The three cameras are pointed straight up and out in the middle of fields.
Per the article
http://singularityhub.com/wp-content/uploads/2011/03/whats-hitting-earth.jpg
So once again - If it's pointing up and is a fixed camera who is it going to be spying on?
and how soon after they get finished building this will they be visited by the NSA with a "request" to install some minor software patches the public need not know about?
All those airplanes, of course.
But if you have IR LEDs, you need a power source for them. The use of this creates an electromagnetic signature that could be identifiable through the unique interference pattern of your body and possibly radiated by the foil hat, thus enabling easier tracking from EM sensors monitoring passing objects.
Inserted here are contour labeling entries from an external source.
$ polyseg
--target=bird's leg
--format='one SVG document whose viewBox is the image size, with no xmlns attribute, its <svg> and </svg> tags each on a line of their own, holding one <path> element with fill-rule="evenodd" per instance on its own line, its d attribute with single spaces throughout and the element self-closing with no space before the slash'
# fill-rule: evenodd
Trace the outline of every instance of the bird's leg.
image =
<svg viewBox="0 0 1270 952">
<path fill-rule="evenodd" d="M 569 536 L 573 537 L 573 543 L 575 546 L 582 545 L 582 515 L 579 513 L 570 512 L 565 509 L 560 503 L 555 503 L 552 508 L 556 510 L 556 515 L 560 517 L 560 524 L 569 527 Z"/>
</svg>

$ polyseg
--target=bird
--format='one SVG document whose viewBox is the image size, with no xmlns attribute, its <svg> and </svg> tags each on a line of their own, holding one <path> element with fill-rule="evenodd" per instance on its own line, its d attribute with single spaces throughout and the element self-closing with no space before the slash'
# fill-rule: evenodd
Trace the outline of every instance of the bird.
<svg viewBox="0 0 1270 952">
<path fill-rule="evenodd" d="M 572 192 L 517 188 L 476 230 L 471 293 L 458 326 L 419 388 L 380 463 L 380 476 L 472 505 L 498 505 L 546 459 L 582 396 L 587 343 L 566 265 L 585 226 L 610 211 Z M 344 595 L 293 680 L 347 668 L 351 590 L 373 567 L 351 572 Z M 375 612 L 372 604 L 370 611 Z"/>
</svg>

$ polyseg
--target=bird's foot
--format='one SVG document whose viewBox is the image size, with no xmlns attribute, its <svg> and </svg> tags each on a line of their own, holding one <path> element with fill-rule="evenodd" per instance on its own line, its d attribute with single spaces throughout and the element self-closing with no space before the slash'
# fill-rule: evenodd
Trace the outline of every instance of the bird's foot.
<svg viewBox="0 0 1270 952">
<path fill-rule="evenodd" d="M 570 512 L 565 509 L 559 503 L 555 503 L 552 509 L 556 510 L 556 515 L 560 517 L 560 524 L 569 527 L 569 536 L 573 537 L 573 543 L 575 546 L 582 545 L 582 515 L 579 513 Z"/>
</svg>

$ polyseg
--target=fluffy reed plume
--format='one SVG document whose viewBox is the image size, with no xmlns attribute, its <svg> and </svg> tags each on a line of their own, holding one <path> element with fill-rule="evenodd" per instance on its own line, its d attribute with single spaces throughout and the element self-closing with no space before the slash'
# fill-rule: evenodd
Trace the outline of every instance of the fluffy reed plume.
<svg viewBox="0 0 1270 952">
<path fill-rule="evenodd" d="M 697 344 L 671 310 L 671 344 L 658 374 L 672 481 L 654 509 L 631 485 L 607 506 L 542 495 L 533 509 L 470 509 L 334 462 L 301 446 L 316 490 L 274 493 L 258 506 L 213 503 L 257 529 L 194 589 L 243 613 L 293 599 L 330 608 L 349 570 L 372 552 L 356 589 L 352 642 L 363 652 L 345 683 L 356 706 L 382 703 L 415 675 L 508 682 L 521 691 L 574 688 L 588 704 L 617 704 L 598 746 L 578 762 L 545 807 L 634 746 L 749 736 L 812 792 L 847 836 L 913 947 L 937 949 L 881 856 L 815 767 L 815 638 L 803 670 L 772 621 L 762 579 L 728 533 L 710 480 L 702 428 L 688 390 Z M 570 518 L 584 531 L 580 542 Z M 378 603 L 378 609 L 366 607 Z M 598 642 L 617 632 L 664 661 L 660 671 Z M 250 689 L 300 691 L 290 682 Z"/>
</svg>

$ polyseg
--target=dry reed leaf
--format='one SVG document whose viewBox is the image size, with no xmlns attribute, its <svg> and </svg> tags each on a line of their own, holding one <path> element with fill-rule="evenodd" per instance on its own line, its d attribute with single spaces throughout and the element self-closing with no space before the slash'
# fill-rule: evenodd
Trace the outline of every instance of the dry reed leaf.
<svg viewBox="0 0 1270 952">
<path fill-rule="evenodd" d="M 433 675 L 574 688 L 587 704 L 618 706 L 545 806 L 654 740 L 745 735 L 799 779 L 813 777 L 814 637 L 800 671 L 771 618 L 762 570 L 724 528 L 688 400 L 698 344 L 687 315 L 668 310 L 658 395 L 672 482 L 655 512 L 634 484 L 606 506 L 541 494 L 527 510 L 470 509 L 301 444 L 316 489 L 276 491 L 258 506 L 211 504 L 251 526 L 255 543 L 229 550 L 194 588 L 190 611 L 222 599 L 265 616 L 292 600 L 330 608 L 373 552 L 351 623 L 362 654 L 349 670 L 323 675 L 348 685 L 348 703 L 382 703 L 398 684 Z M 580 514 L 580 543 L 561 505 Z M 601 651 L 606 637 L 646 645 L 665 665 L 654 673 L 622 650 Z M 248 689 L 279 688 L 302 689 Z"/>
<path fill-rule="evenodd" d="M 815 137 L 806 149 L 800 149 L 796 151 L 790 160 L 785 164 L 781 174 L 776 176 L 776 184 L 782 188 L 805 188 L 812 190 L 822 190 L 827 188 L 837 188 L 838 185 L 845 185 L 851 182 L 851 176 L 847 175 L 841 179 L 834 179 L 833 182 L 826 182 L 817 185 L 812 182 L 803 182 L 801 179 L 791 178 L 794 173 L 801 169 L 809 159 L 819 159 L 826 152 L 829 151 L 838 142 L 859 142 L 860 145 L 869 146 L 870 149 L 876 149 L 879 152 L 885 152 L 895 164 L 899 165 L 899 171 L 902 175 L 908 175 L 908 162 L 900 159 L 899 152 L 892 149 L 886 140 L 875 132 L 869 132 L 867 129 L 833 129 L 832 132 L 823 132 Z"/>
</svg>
You can never go home again... but I guess you can shop there.
This sounds a lot like my SETINE idea, "Search for Extra-Terrestrial Intelligence Near Earth" http://www.setine.com/
For this I was thinking of having 2 camera, wide angle high res still , and a Servo controlled 1080i HD camera with 35x Zoom like they use in high end CCTV systems.
The idea is the one camera would spot objects in the sky that don't follow expected patterns. The second on would zoom in and track it, and record it.
These could then be collected on the Internet and use crowd sourcing to ID objects and improve image processing algorithms for object identification.
I am always doing that which I can not do, in order that I may learn how to do it. - Pablo Picasso
whoops, there was bug in the control mechanism leading to some of cameras accidentally following black car
There will be little difficulty getting coverage, it's mostly there already, and then there are the little remote control airplanes etc.
Interesting, I think this might (ultimately?) be to catch the citizens who want their own UAVs.
I feel fantastic, and I'm still alive.
--
Marvin (with the pain in all the diodes down the left-hand side).
Birds are not dinosaur descendants;birds are dinosaurs, for all useful meanings of "birds", "are" and "dinosaurs"
... you dumbfucks!
Birds are not dinosaur descendants;birds are dinosaurs, for all useful meanings of "birds", "are" and "dinosaurs"
I suppose the government is going to start coming after all the meteorites.
Fireball tracking? Why? If it lands, we know where, and we know where it came from too, space. It's a UFO tracking system. "Fireballs" my arse!
Most people are mostly good most of the time.
Does the hardware allow for this? Also, won't the government have public specifications that would expose this possibility?